Comment by nevir
8 years ago
Don't forget that there are actual people that come up with, and write the code for projects like React.
They're often solving problems that affect large numbers of developers (initially, inside their company). And, because of the scale of a company like Facebook, they can afford to work full time on these projects.
They then open source them because there's no strategic value to keeping them private, and significant upside to building a community around them (and not undermining that).
I'd argue that some of the best open source projects come from large companies - due to the sheer number of developer hours they can throw at them. Small dev shops can't afford it, there are very few OSS foundations, and there just aren't that many people (relatively) that can devote enough time on the side to compete.

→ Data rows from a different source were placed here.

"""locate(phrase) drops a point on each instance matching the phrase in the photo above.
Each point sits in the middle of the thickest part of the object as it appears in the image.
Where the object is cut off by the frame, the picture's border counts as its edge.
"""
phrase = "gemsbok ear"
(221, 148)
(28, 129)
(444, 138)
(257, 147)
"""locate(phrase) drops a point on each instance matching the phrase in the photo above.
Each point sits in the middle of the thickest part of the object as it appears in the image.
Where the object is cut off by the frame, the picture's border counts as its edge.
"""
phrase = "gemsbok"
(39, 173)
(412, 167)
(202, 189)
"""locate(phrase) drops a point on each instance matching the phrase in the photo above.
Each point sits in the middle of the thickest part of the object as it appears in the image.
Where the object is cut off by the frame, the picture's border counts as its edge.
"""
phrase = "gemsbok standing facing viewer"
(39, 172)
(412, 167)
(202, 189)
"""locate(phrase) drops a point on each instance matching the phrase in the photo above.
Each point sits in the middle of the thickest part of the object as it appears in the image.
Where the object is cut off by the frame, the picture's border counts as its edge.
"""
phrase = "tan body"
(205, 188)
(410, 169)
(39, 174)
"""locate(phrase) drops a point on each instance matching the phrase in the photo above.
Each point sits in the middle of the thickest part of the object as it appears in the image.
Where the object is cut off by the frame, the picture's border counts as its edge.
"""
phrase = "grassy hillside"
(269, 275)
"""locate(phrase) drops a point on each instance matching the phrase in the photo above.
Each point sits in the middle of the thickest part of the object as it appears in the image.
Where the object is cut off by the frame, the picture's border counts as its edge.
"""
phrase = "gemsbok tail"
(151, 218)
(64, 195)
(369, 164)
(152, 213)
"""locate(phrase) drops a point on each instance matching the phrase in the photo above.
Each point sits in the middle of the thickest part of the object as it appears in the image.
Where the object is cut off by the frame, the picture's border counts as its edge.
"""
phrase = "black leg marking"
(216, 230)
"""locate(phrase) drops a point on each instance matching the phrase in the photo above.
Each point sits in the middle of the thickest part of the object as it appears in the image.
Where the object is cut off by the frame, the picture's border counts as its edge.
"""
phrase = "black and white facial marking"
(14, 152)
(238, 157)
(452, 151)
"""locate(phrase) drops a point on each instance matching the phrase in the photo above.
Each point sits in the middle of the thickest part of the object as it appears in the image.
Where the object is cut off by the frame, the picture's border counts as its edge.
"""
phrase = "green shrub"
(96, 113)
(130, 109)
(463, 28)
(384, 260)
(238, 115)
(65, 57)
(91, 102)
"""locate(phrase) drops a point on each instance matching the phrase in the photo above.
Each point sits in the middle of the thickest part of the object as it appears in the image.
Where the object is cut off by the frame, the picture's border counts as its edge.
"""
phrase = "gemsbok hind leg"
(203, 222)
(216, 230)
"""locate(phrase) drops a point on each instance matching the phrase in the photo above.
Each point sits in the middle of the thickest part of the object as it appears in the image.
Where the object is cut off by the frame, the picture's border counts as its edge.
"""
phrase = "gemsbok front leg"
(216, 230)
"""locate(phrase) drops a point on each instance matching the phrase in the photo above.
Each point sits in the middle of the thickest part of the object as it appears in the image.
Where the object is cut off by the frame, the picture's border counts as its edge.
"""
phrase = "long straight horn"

FWIW, Facebook's head of open source, James Pearce, had an excellent interview with Changelog about FB's motivations and challenges for maintaining open source projects: https://changelog.com/podcast/211
According to Pearce, the amount of resources to manage open-source is non-trivial. For now, there's a decision process before deciding whether a project should go open source because of the maintenance cost and because they don't want dead projects under their banner (e.g. codebases that don't get used by the non-FB open-source community). One interesting point Pearce brought up was that React takes community contributions, but FB's policy is to have a single version of React, i.e. the React that's released to the public is exactly what runs on FB production, which requires a certain level of logistics.
The main benefit of OS, besides the free labor from the open source community, is public adoption of the software, which gives FB some kind of leverage in the software world. But it also means that job candidates can come in already experienced in React etc.